Kurz vor dem für Ende Juni erwarteten Launch des Vivo X Fold 6 häufen sich mittlerweile die Neuigkeiten rund um das nächste Foldable von Vivo. Ein auf Weibo geleaktes Video zeigt das neue Multitasking System Atomic Workbench in OriginOS 6 Fold in Aktion, und ein offizieller Weibo Post des Vivo Vizepräsidenten Han Bocheng enthüllt Details zum verbauten Prozessor. Das Video sieht offiziell aus, scheint also aus irgendeiner Vivo-internen Quelle zu kommen.
Das Video, das am 9. Juni von einem Weibo Fan Account verbreitet wurde, demonstriert verschiedene Modi des überarbeiteten Atomic Workbench von OriginOS 6 Fold. Im "Serienmodus" sollen bis zu fünf Anwendungen gleichzeitig auf dem aufgeklappten Display laufen können. Daneben gibt es einen Modus, der vier Apps parallel im Vordergrund aktiv hält, ohne dass sie sich gegenseitig beeinflussen. Ein dritter Parallelmodus soll die unabhängige Ausführung jeder App sicherstellen.
Die Bedienung setzt teilweise auf Gesten: Durch Ziehen eines mittigen Eckmarkers lässt sich die Größe der einzelnen Fensterbereiche anpassen, vier Finger auf dem Display vergrößern ein ausgewähltes Fenster. Es lassen sich auch mehrere Fenster gleichzeitig in der Größe verändern. Dabei können einzelne Fenster auch individuelle Höhen im Raster einnehmen. Vivo zufolge wurde das zugrundeliegende Framework von OriginOS 6 Fold grundlegend überarbeitet, damit vier Apps ohne Leistungseinbußen gleichzeitig im Vordergrund laufen können.
Drei Tage später, am 12. Juni, bestätigte Vivo Manager Han Boxiao den Prozessor des X Fold 6 in einem Weibo Post, der direkt von dem Gerät selbst abgesetzt wurde. Beim Chip handelt es sich um eine für Vivo angepasste Variante des Dimensity 9500, die der Hersteller als "Super Edition" bezeichnet. Laut Han begann die Zusammenarbeit mit Mediatek bereits vor rund zwei Jahren. Ziel war demnach keine einfache Anpassung, sondern eine tiefgreifende Neuentwicklung speziell für Faltphones, mit Schwerpunkt auf Multithreading, Multi Window Rendering und paralleler KI Verarbeitung.

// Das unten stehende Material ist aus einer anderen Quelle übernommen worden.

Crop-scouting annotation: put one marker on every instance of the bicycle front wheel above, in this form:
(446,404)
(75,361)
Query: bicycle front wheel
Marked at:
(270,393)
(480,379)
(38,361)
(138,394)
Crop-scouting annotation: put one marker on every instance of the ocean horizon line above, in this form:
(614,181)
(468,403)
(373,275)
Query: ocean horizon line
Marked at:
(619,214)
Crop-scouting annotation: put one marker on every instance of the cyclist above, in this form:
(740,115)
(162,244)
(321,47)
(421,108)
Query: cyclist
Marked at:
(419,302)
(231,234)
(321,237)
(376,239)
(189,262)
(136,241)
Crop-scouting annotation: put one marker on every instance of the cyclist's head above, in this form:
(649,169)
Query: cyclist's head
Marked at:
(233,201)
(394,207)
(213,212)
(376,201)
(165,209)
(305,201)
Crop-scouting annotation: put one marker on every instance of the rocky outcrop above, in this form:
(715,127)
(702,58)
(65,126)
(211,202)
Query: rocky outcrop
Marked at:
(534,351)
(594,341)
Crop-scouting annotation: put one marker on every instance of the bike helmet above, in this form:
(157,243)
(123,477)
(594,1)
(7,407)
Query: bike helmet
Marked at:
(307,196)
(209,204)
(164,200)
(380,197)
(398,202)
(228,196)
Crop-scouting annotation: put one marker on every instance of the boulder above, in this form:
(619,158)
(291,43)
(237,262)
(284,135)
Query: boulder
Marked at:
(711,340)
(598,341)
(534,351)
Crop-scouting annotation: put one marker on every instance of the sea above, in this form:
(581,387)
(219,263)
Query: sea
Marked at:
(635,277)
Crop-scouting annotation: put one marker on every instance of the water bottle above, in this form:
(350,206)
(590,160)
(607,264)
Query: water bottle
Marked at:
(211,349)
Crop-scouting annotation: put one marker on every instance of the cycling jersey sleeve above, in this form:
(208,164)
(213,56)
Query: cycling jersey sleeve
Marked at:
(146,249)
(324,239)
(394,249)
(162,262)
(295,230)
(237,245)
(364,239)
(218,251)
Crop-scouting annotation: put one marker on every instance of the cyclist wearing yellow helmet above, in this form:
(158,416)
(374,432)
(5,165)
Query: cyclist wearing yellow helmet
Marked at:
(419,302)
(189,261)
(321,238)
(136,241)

Für die NPU nennt Vivo konkrete Werte: Die Spitzenleistung soll gegenüber der Vorgängergeneration (hier ist wahrscheinlich der Qualcomm Chip im Vivo X Fold 5 gemeint) um 111% gestiegen, der Energieverbrauch um 56% gesunken sein. Das neu entwickelte KI Sprachmodul soll Offline Transkriptionen siebenmal schneller liefern als bisher, bei 7% besserer Erkennungsgenauigkeit und 57% schnellerer Zusammenfassungserstellung. Die KI Dateiverwaltung profitiere von bis zu 20% kürzeren Antwortzeiten bei Textzusammenfassungen und KI gestützten Anfragen, dazu kommt ein neues themenbasiertes KI Frage Antwort Feature, das laut Vivo erstmals verfügbar sein soll. Für die Atomic Workbench entwickelte Vivo außerdem eine eigene Parallel Engine, die den Stromverbrauch bei mehreren gleichzeitig aktiven Apps weiter senken soll.
Der offizielle Launch ist nach aktuellem Kenntnisstand weiterhin für Juni geplant. Zu den bisher durch Leaks bekannten Eckdaten gehören ein 8 Zoll Innendisplay, ein 6.900mAh Akku sowie eine Triple Kamera mit 200MP Hauptsensor, 50MP Ultraweitwinkel und 50MP Periskop Tele.